🤖 AI Summary
Offline model-based optimization (MBO) faces a core challenge: optimizing expensive or non-queryable black-box functions solely from static datasets, which risks epistemic uncertainty due to extrapolation—leading to reward hacking or out-of-distribution (OOD) misoptimization. This work establishes the first unified framework for offline MBO, innovatively decoupling it into surrogate modeling and generative modeling pathways, comprehensively covering single- and multi-objective settings, benchmarking, and paradigm evolution. Methodologically, it integrates deep surrogate models, generative design search, uncertainty quantification, OOD-robust training, and Pareto-front evaluation. We propose a standardized benchmark suite that exposes fundamental deficiencies of existing methods in safe optimization and OOD generalization. Crucially, we identify three frontier research directions: distributional generalization beyond training support, safety-constrained optimization, and controllability of superintelligent systems—providing a trustworthy methodological foundation for applications in protein engineering, materials discovery, and related domains.
📝 Abstract
Offline optimization is a fundamental challenge in science and engineering, where the goal is to optimize black-box functions using only offline datasets. This setting is particularly relevant when querying the objective function is prohibitively expensive or infeasible, with applications spanning protein engineering, material discovery, neural architecture search, and beyond. The main difficulty lies in accurately estimating the objective landscape beyond the available data, where extrapolations are fraught with significant epistemic uncertainty.
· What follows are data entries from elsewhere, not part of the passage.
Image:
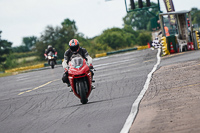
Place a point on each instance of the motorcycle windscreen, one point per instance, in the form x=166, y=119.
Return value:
x=77, y=62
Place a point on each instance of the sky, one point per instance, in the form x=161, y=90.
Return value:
x=25, y=18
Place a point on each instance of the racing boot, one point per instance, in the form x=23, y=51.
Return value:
x=93, y=87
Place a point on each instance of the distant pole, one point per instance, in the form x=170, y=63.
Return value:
x=0, y=34
x=159, y=6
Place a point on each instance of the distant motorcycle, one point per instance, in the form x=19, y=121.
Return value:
x=51, y=59
x=80, y=78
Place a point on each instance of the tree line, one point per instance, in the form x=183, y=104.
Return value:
x=136, y=32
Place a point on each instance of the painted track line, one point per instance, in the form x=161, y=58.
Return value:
x=37, y=87
x=134, y=109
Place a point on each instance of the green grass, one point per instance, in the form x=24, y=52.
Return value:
x=26, y=59
x=6, y=74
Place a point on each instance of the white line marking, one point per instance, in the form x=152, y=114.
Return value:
x=135, y=105
x=112, y=63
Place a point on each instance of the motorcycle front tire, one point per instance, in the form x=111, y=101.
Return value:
x=82, y=92
x=52, y=64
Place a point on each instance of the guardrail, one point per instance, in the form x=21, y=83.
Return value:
x=60, y=61
x=121, y=51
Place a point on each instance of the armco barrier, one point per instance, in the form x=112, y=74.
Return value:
x=58, y=62
x=142, y=47
x=120, y=51
x=24, y=68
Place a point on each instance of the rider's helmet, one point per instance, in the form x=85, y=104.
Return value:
x=49, y=47
x=74, y=45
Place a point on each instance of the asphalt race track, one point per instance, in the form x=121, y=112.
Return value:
x=38, y=101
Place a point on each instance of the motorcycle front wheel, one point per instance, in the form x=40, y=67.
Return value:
x=82, y=92
x=52, y=64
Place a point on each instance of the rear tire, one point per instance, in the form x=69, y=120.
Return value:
x=52, y=64
x=82, y=92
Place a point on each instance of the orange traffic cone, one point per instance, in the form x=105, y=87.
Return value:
x=192, y=45
x=148, y=45
x=171, y=48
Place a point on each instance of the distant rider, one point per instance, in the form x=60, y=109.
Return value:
x=74, y=49
x=50, y=49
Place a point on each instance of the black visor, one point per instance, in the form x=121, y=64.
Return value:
x=74, y=48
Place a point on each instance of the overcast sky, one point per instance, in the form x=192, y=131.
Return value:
x=23, y=18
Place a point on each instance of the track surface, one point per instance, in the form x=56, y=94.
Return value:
x=38, y=102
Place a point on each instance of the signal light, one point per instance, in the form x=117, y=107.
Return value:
x=188, y=22
x=140, y=3
x=148, y=3
x=132, y=4
x=164, y=46
x=197, y=39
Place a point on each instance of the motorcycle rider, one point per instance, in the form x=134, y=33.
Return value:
x=74, y=49
x=50, y=49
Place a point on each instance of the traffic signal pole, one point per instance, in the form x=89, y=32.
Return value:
x=144, y=8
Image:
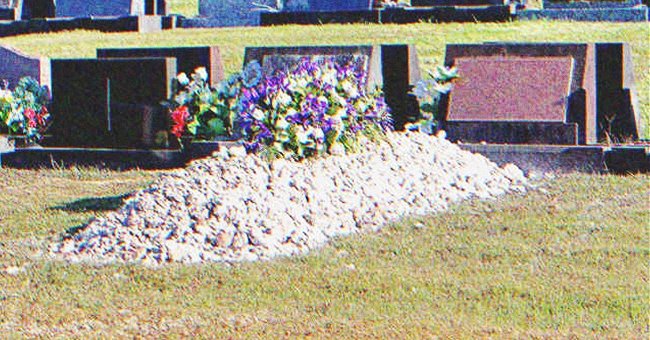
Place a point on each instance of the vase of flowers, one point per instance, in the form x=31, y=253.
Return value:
x=24, y=116
x=316, y=106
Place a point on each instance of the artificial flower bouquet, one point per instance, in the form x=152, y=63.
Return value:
x=23, y=111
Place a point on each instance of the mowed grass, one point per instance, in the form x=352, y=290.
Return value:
x=569, y=259
x=429, y=39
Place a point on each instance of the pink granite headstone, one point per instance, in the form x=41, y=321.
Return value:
x=511, y=89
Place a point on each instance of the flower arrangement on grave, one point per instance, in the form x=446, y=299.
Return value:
x=23, y=111
x=429, y=92
x=315, y=107
x=198, y=110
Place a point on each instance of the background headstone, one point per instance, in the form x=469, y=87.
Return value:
x=434, y=3
x=15, y=65
x=88, y=8
x=393, y=68
x=582, y=96
x=327, y=5
x=372, y=53
x=10, y=9
x=511, y=89
x=36, y=9
x=618, y=107
x=110, y=103
x=187, y=58
x=216, y=13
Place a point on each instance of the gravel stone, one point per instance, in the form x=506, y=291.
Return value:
x=235, y=207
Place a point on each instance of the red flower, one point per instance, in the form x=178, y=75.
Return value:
x=42, y=116
x=179, y=117
x=30, y=115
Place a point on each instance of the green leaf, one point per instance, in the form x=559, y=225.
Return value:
x=193, y=126
x=217, y=127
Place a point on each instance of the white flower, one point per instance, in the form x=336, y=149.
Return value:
x=318, y=134
x=258, y=114
x=202, y=73
x=183, y=79
x=330, y=77
x=442, y=88
x=302, y=136
x=281, y=124
x=361, y=106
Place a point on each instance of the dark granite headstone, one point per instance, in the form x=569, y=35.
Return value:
x=187, y=58
x=618, y=107
x=217, y=13
x=435, y=3
x=371, y=53
x=15, y=65
x=35, y=9
x=394, y=68
x=88, y=8
x=110, y=103
x=9, y=10
x=327, y=5
x=511, y=89
x=581, y=104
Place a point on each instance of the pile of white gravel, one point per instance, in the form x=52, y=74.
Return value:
x=236, y=207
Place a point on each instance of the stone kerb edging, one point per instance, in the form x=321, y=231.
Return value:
x=236, y=207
This uncertainty can lead to objective hacking(reward hacking), exploiting model inaccuracies in unseen regions, or other spurious optimizations that yield misleadingly high performance estimates outside the training distribution. Recent advances in model-based optimization(MBO) have harnessed the generalization capabilities of deep neural networks to develop offline-specific surrogate and generative models. Trained with carefully designed strategies, these models are more robust against out-of-distribution issues, facilitating the discovery of improved designs. Despite its growing impact in accelerating scientific discovery, the field lacks a comprehensive review. To bridge this gap, we present the first thorough review of offline MBO. We begin by formalizing the problem for both single-objective and multi-objective settings and by reviewing recent benchmarks and evaluation metrics. We then categorize existing approaches into two key areas: surrogate modeling, which emphasizes accurate function approximation in out-of-distribution regions, and generative modeling, which explores high-dimensional design spaces to identify high-performing designs. Finally, we examine the key challenges and propose promising directions for advancement in this rapidly evolving field including safe control of superintelligent systems.